Dia mengatakan selama KPK belum menerbitkan surat penghentian penyidikan perkara (SP3), kasus Bank Century belum ditutup. “Sampai hari ini tetap melakukan proses. KPK akan terus melakukan tugasnya, mau cepat atau lambat tergantung pada KPK," tambah dia.
Humas Pengadilan Negeri Jakarta Selatan Achmad Guntur mengatakan KPK tidak memiliki batasan waktu untuk segera melaksanakan putusan praperadilan Pengadilan Negeri Jakarta Selatan terkait kasus korupsi Bank Century. Pelaksanaan putusan praperadilan tersebut diserahkan kepada lembaga antirasuah itu.

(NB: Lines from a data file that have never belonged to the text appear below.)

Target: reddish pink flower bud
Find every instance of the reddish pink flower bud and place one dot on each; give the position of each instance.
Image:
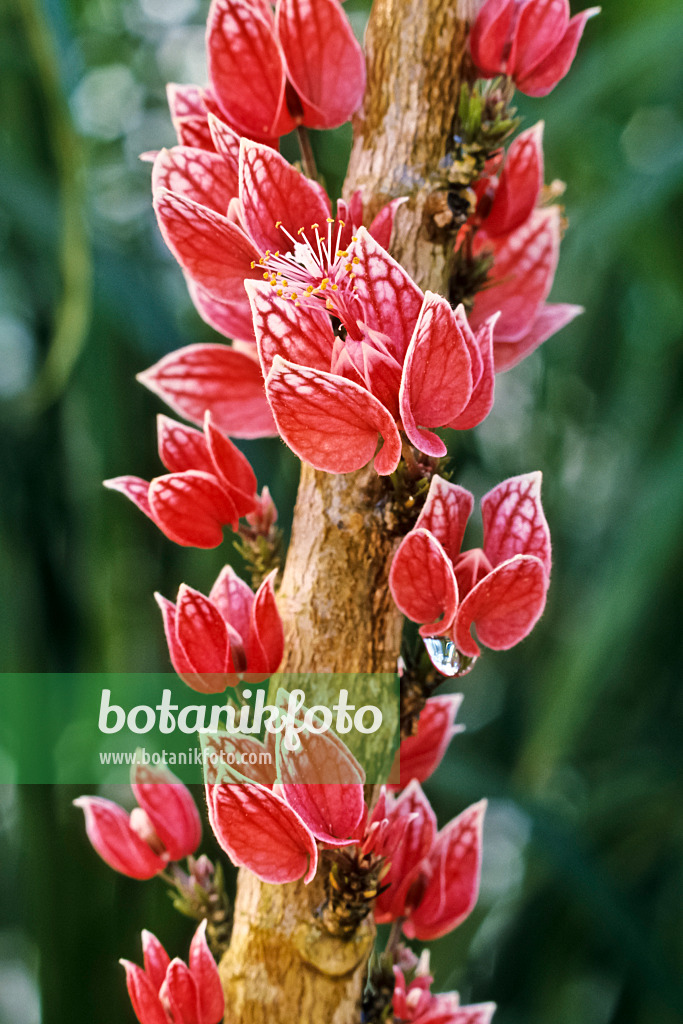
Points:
(214, 640)
(210, 484)
(165, 826)
(414, 1004)
(531, 41)
(501, 589)
(168, 991)
(421, 755)
(433, 881)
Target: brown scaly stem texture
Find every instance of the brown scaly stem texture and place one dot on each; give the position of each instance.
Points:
(283, 967)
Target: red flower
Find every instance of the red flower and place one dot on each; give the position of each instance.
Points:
(164, 826)
(531, 41)
(214, 640)
(168, 991)
(210, 484)
(271, 819)
(501, 589)
(414, 1004)
(433, 881)
(421, 755)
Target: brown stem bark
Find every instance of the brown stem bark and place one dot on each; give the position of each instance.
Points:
(282, 967)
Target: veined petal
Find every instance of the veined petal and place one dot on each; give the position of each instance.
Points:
(215, 377)
(207, 245)
(423, 584)
(481, 399)
(191, 508)
(199, 175)
(325, 61)
(454, 885)
(550, 318)
(391, 301)
(259, 830)
(204, 971)
(272, 194)
(330, 422)
(436, 383)
(246, 68)
(181, 448)
(445, 513)
(520, 182)
(514, 522)
(505, 605)
(545, 76)
(300, 334)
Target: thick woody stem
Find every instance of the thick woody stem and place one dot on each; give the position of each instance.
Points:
(282, 965)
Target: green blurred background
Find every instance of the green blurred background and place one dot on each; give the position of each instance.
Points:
(577, 735)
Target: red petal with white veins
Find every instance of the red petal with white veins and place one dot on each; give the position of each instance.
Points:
(170, 807)
(136, 489)
(550, 318)
(227, 144)
(202, 632)
(382, 225)
(540, 28)
(191, 508)
(445, 513)
(199, 175)
(325, 61)
(437, 379)
(181, 448)
(273, 193)
(109, 829)
(215, 377)
(330, 422)
(391, 301)
(520, 182)
(415, 846)
(523, 270)
(505, 606)
(246, 68)
(489, 34)
(265, 640)
(423, 584)
(146, 1004)
(204, 971)
(207, 245)
(419, 756)
(156, 958)
(481, 400)
(258, 829)
(231, 467)
(233, 598)
(233, 318)
(454, 886)
(300, 334)
(175, 649)
(546, 75)
(179, 993)
(514, 522)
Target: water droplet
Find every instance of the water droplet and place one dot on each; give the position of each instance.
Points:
(446, 658)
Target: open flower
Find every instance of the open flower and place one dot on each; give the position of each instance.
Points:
(216, 639)
(415, 1004)
(210, 484)
(433, 881)
(271, 819)
(168, 991)
(163, 827)
(501, 589)
(531, 41)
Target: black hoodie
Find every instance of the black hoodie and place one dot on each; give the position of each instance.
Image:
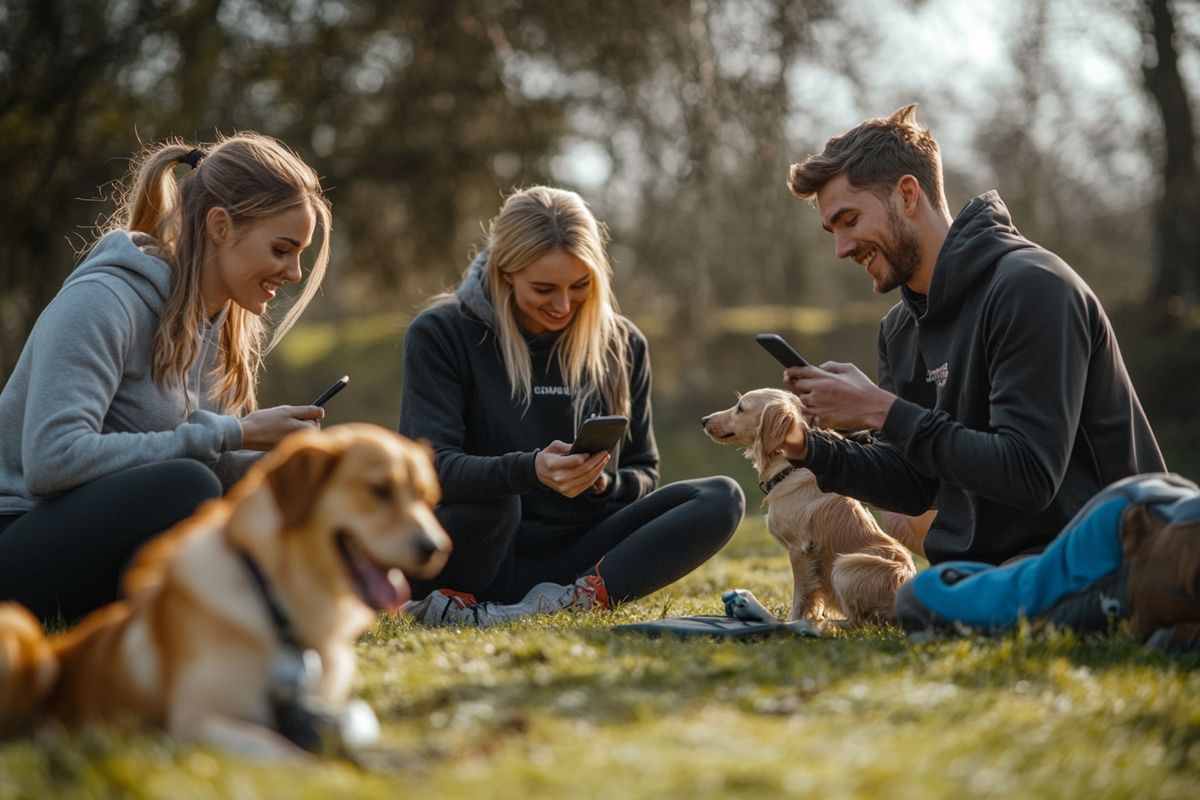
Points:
(457, 396)
(1014, 404)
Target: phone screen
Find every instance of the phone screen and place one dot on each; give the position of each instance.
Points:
(784, 353)
(600, 433)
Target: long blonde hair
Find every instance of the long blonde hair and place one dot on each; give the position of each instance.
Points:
(592, 352)
(252, 176)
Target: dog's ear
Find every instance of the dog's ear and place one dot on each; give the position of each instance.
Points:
(297, 481)
(774, 425)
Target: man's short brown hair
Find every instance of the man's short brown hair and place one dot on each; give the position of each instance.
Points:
(874, 156)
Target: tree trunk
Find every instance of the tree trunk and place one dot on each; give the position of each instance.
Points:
(1177, 216)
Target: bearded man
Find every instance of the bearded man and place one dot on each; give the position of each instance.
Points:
(1002, 396)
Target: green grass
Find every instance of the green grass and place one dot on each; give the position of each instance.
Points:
(562, 707)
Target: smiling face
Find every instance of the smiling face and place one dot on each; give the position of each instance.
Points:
(869, 230)
(251, 262)
(549, 292)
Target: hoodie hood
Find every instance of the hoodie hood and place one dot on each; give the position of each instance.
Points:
(119, 253)
(981, 235)
(473, 294)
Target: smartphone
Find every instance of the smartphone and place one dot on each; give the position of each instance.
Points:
(599, 433)
(783, 352)
(339, 385)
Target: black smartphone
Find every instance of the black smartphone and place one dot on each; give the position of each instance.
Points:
(783, 352)
(599, 433)
(339, 385)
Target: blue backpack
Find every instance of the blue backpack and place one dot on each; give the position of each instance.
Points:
(1132, 553)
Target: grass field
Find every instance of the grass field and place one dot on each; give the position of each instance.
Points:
(562, 707)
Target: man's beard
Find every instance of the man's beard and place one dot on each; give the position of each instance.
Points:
(903, 253)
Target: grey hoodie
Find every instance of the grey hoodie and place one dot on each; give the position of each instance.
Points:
(82, 403)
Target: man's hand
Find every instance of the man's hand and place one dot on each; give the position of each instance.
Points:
(839, 396)
(567, 474)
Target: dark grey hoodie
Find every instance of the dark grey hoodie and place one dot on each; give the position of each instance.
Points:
(1015, 405)
(82, 403)
(457, 396)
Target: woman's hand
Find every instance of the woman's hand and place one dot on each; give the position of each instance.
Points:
(567, 474)
(262, 429)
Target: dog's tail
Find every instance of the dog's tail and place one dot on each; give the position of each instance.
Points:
(865, 582)
(28, 668)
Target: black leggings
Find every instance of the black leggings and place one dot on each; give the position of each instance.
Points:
(645, 546)
(65, 557)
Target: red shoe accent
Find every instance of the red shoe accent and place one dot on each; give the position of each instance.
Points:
(462, 597)
(593, 584)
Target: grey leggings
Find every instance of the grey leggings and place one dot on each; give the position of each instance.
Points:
(645, 546)
(66, 555)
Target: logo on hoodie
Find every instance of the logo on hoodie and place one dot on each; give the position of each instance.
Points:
(562, 391)
(937, 376)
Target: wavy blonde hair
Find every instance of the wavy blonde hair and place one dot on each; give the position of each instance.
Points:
(251, 176)
(592, 352)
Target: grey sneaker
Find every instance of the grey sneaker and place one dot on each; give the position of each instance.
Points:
(447, 607)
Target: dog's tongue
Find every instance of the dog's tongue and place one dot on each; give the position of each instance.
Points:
(383, 589)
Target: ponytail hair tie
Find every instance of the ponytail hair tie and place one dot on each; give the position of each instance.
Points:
(193, 158)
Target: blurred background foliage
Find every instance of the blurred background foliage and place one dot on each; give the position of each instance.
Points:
(676, 119)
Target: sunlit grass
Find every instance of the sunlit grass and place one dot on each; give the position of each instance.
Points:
(563, 707)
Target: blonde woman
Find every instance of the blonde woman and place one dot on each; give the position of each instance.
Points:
(139, 377)
(498, 377)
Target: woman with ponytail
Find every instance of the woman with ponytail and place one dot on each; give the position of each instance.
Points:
(138, 380)
(498, 377)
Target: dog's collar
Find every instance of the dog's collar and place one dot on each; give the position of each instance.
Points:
(283, 627)
(773, 482)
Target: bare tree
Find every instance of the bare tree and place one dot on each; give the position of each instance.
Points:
(1177, 216)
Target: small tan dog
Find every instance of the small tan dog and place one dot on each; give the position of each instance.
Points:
(298, 559)
(841, 559)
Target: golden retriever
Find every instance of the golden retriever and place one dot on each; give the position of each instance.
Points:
(298, 559)
(841, 559)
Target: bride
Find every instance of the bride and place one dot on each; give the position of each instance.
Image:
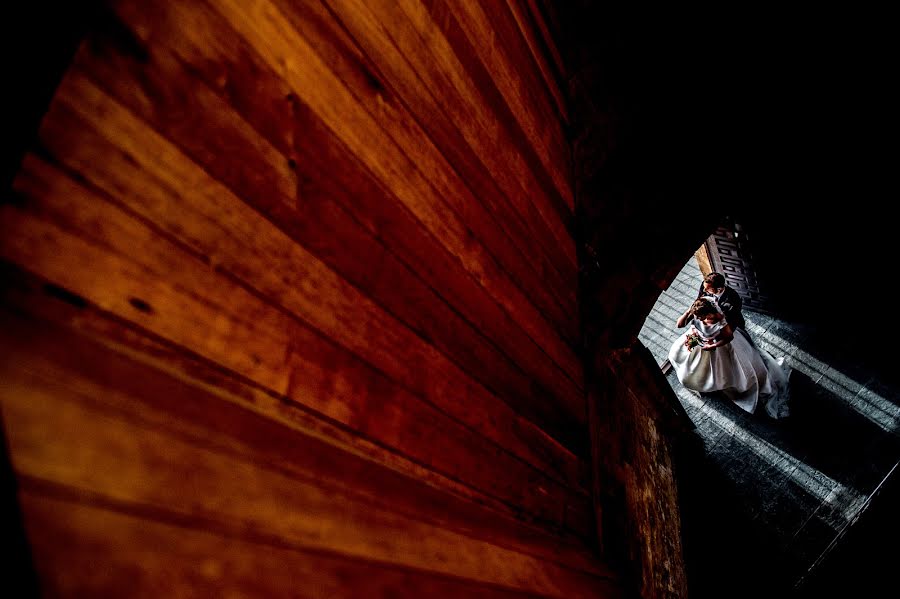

"Itu kembali kepada para pihak, apakah akan melaksanakan putusan itu apa tidak. Dan tak ada batasan waktunya (untuk melaksanakan putusan). Akan tetapi, pengadilan punya kewajiban untuk mengumumkan putusan, dalam hal ini melalui direktori dengan meng-upload-nya (ke website)," ujarnya.
Guntur menambahkan, tidak ada kewajiban bagi pihak yang berperkara itu untuk meminta salinan putusan tersebut. Karena itu pula, tidak ada batas waktu bagi KPK mengambil salinan putusan untuk kemudian melaksanakan amar putusannya.
Sebelumnya, sidang praperadilan di PN Jaksel mengabulkan sebagian gugatan praperadilan yang diajukan oleh Masyarakat Anti-Korupsi Indonesia (MAKI) atas nama Boyamin Saiman terkait kasus dugaan korupsi dana talangan/bailout Bank Century. Dalam putusan hakim, KPK diwajibkan untuk melaksanakan penyidikan atas kasus Bank Century.
Bentuk pelaksanaannya yakni dengan menetapkan tersangka baru dalam kasus tersebut. Di antaranya, Boediono, Muliaman D. Hadad, Raden Pardede, dan lainnya sebagaimana tertuang dalam surat dakwaan atas nama terdakwa Budi Mulya. Jika tidak dilakukan, KPK harus melimpahkan kasus tersebut ke kepolisian atau kejaksaan.
Pelimpahan kasus ke dua institusi itu yakni dengan memulainya dari penyelidikan, penyidikan, dan penuntutan dalam proses persidangan di Pengadilan Negeri Tipikor Jakarta Pusat.